É por isso que o Boletim do Observatório Covid-19 Fiocruz aponta como preocupante a estagnação no crescimento da cobertura vacinal na população adulta, além da desaceleração da curva de cobertura de terceira dose, especialmente pela adesão substancialmente menor de adultos à aplicação da dose de reforço.

“As vacinas e o alívio do sistema de saúde têm contribuído para a redução da letalidade no Brasil e em diversos outros países que alcançaram altas coberturas de vacinação. Importante reconhecer, portanto, que a ampliação da vacinação, priorizando especialmente regiões com baixa cobertura e doses de reforço em grupos populacionais mais vulneráveis, pode reduzir ainda mais os impactos da pandemia sobre a mortalidade e as internações”, diz o documento.

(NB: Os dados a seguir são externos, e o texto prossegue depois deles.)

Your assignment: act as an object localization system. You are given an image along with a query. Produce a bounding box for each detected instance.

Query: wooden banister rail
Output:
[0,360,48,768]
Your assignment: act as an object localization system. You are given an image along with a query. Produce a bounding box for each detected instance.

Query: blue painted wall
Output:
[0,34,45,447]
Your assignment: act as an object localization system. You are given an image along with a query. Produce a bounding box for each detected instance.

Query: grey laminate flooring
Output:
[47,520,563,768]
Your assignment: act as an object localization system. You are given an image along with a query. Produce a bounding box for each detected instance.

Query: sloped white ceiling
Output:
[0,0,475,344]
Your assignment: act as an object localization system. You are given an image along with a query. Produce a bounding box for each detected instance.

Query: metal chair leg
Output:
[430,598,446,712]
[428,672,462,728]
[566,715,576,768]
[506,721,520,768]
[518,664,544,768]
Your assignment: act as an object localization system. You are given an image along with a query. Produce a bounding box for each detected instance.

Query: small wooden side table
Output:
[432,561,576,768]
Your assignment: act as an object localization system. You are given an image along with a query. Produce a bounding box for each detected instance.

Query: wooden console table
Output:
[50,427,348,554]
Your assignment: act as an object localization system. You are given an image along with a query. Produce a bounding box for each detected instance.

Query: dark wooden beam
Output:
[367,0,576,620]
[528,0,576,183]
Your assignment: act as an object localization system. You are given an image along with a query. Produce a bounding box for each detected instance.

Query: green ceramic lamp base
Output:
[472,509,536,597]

Spilki defende que agora “temos que lidar com a pandemia com as ferramentas disponíveis”.

“É hora de definir estratégias de combate daquilo que o imunizante não consegue conferir, ou seja, diminuir a transmissão. Ninguém mais fala no Brasil em grandes lockdowns, em cancelamento de eventos ou atividades, mas precisaria repensar se a medida de remover máscaras foi correta. Sabemos que a exposição prolongada de um indivíduo ao outro é a principal forma de transmissão, então por que não usar máscaras?”, diz.

A infectologista do Vera Cruz Hospital reforça que, por mais cansadas que as pessoas estejam, é importante manter medidas de precaução.

“O que devemos pedir é que as pessoas voltem a evitar aglomeração, não chegar perto das pessoas e sempre usarem máscaras em ambientes fechados. Caso apresentem algum sintoma respiratório, se ausentem do trabalho, testem e fiquem isoladas para que a gente interrompa a cadeia de transmissão do vírus”, recomenda Vera Rufeisen.